I think the main problem with Software V2, is that it looks too radical today. Especially now that we have so many new "toys" we can play with that fuel the "old way." Which in turn means that the attention and the money go to generating more code for people to manage instead of reducing it. Which also means that investment for Software V2 is restricted.

It is a bit of a chicken-and-egg problem. People don't want to adopt a technology that is very radical and not yet "perfect". Which restricts resources for people building such systems (direct usage proceeds and investment since there is very little usage). Which tanks further development.

The thing is, it does not have to be perfect, it just has to be better enough than anything else. From that point market will correct the faults of our ways, as it almost always does.

I usually try not voicing my thoughts in this area. Since I am not a Legal expert nor am I a figure in Moral issues.

I know anecdotally that some companies forbid usage of AI assistants, both coding and chat due to legal concerns. And as much as I can relate to being cautious, I can also say that those decisions need to be regularly reviewed. If not, competitors who make a full use of those tools will run circles around the ones that do not.

I will not say more here, the point I want to make by adding this section, is that legal and moral part of all things AI is super unclear, and has to be taken seriously.

Conclusion

In this article, I argue that we are on the brink of a revolution in software development, comparable to the leap from Assembly to high-level languages. By shifting our focus from "how" to write code to "what" we want to achieve, we can transform the very foundation of our industry.

Imagine a world where data, in the form of input/output examples, becomes the new programming language—clear, unambiguous, and precise. This approach, Software V2, positions code as a liability and emphasizes the true asset: functionality. I propose a groundbreaking new "compiler" that translates these data-driven specifications into executable software, creating, maintaining, and evolving it without traditional code management.

The impact of this shift is profound. By focusing on functionality and reducing the effort spent on writing and maintaining code, we can cut ~75% of the development effort. This isn’t just an evolution of our tools; it's a complete reimagining of how we build software.

P.S.

I conceived the concept behind Software V2 August 2022, and then written PR FAQ* document on September 11, 2022. This happened before LLMs became the hottest thing there is and more importantly for me, before I knew what they are.
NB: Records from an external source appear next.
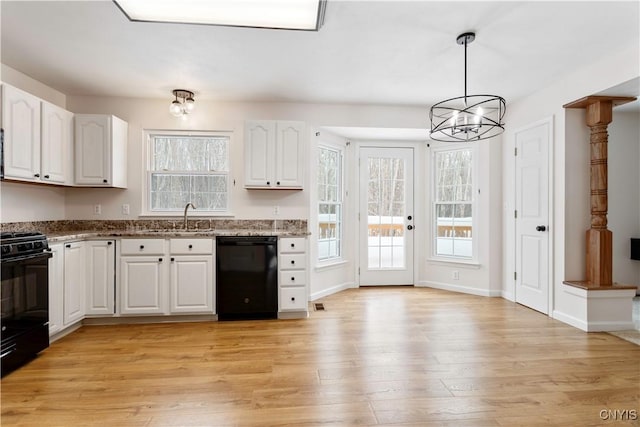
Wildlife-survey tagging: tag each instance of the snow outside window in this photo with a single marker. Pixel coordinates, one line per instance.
(329, 203)
(453, 203)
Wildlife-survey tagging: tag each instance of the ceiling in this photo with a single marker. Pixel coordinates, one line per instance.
(372, 52)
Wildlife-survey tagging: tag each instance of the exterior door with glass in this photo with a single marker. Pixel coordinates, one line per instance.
(386, 216)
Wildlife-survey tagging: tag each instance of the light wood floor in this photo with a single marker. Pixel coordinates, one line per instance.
(376, 356)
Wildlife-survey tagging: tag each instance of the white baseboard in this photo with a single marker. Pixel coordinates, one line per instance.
(593, 326)
(332, 290)
(460, 289)
(570, 320)
(508, 295)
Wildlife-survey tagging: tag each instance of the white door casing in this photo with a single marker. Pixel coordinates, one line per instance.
(532, 216)
(386, 216)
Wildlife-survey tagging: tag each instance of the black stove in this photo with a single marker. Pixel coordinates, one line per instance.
(24, 301)
(16, 244)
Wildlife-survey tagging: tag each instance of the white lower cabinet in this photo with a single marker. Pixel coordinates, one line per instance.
(192, 284)
(163, 277)
(100, 277)
(292, 274)
(142, 285)
(56, 288)
(74, 282)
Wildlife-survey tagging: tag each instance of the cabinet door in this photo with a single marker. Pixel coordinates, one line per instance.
(57, 138)
(259, 139)
(142, 285)
(289, 156)
(74, 282)
(56, 289)
(21, 123)
(100, 277)
(192, 284)
(93, 136)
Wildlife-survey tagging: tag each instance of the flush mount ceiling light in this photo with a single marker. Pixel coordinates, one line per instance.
(183, 104)
(278, 14)
(469, 117)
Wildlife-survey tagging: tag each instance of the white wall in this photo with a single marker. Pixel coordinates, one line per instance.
(624, 199)
(621, 66)
(144, 114)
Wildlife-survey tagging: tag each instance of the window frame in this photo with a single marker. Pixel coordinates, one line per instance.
(340, 203)
(147, 172)
(440, 148)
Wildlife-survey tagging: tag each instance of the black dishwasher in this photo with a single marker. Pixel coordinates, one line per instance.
(247, 277)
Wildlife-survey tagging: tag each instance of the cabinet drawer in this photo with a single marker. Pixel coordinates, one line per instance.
(292, 244)
(296, 261)
(293, 277)
(191, 246)
(293, 298)
(142, 247)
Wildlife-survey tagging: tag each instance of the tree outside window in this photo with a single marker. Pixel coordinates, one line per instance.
(329, 203)
(188, 169)
(453, 203)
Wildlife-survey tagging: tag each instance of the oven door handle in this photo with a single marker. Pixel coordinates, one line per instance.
(27, 257)
(11, 349)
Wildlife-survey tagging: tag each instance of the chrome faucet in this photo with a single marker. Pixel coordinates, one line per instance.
(185, 213)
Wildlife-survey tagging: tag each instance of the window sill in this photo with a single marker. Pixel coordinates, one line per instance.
(330, 265)
(453, 261)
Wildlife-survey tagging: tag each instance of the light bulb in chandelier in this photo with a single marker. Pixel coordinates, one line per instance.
(175, 108)
(470, 117)
(183, 103)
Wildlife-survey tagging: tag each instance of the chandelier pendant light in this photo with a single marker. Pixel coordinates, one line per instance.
(183, 104)
(470, 117)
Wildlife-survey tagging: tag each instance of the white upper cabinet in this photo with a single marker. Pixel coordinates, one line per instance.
(38, 138)
(21, 123)
(274, 154)
(100, 151)
(57, 144)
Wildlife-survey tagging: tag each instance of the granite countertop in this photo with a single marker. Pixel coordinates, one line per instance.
(66, 236)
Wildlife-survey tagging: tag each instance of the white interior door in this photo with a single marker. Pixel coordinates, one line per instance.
(532, 217)
(386, 216)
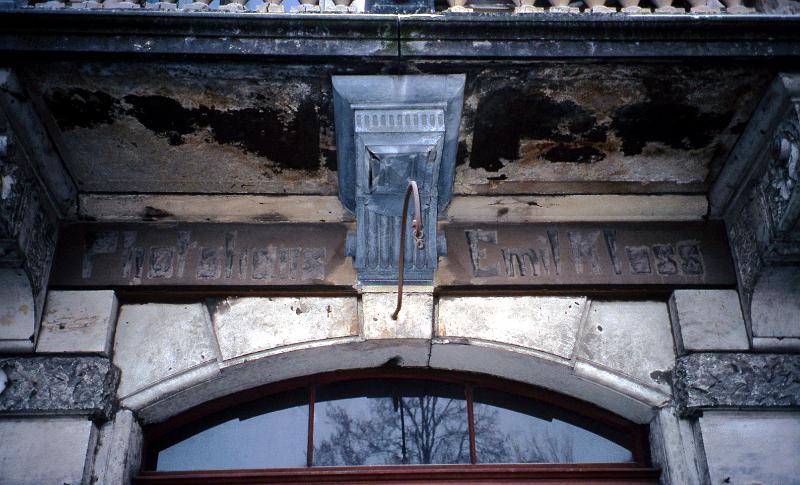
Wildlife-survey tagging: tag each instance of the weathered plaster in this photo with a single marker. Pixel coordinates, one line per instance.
(273, 125)
(751, 447)
(58, 385)
(46, 451)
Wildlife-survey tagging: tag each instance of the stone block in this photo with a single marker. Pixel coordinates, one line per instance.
(78, 321)
(58, 385)
(157, 341)
(674, 449)
(119, 449)
(544, 324)
(776, 344)
(751, 447)
(775, 309)
(45, 451)
(414, 321)
(246, 326)
(707, 320)
(521, 365)
(630, 339)
(705, 380)
(269, 8)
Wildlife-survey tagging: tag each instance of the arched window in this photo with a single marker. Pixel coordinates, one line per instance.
(400, 426)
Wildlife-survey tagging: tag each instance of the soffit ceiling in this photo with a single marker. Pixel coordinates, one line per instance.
(167, 127)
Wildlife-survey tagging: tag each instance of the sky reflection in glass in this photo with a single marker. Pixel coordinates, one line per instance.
(271, 433)
(514, 429)
(385, 422)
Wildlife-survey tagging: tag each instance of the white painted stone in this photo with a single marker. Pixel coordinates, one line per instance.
(414, 321)
(752, 447)
(674, 450)
(775, 310)
(215, 208)
(17, 311)
(545, 324)
(155, 342)
(248, 325)
(707, 320)
(631, 339)
(45, 451)
(518, 364)
(78, 321)
(296, 361)
(119, 449)
(582, 208)
(328, 208)
(782, 344)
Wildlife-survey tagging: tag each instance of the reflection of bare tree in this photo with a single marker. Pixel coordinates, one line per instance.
(544, 447)
(431, 429)
(424, 429)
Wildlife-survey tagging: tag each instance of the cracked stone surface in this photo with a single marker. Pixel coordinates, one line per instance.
(734, 380)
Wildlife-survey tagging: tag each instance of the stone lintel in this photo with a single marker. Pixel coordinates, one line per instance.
(58, 386)
(478, 36)
(736, 380)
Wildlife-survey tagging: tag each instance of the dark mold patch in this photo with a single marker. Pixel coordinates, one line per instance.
(568, 154)
(163, 115)
(678, 126)
(81, 108)
(154, 214)
(506, 116)
(292, 145)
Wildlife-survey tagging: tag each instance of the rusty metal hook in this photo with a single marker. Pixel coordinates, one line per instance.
(419, 238)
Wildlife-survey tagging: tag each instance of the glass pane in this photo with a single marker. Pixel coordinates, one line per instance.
(270, 432)
(515, 429)
(386, 422)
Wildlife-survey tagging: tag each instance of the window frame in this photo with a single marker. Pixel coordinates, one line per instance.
(638, 471)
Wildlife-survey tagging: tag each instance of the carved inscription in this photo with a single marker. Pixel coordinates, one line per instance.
(202, 255)
(587, 254)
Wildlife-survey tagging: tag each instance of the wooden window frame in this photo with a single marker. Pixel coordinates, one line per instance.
(639, 471)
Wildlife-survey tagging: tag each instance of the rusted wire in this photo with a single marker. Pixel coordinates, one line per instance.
(419, 239)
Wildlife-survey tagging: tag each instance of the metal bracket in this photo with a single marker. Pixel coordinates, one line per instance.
(390, 130)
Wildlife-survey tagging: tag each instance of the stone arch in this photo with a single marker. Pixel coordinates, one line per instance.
(573, 377)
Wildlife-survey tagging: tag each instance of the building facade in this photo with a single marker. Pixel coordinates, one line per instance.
(202, 209)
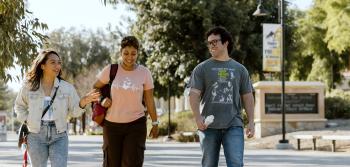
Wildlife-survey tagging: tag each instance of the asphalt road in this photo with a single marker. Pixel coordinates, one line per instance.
(85, 151)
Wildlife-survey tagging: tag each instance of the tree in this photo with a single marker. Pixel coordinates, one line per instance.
(173, 36)
(79, 50)
(19, 36)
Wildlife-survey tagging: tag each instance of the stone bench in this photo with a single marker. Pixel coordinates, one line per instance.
(306, 137)
(335, 138)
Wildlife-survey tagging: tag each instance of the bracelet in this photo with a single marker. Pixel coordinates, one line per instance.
(154, 123)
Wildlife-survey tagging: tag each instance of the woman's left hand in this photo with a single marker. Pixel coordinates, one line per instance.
(93, 95)
(154, 132)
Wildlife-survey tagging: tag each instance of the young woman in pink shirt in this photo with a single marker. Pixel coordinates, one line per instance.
(124, 130)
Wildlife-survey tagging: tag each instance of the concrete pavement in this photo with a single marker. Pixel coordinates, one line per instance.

I thought this might be possible without omnipotent LLMs, now (in my opinion) it is simply bound to happen!

If you are interested in reading the original PR FAQ I have written for Micro. If you read it though, please understand that this document is a thought exercise, so the events and features described in the document are imaginary (though a lot is true today too).


An Amazon-style PR FAQ document is a product development tool consisting of a mock press release and a detailed FAQ section. The press release outlines the product's vision, key features, and benefits as if it were already launched, while the FAQ addresses anticipated questions about functionality, audience, and technical details.

I use it to evaluate ideas, and helps me project the consequences of a product.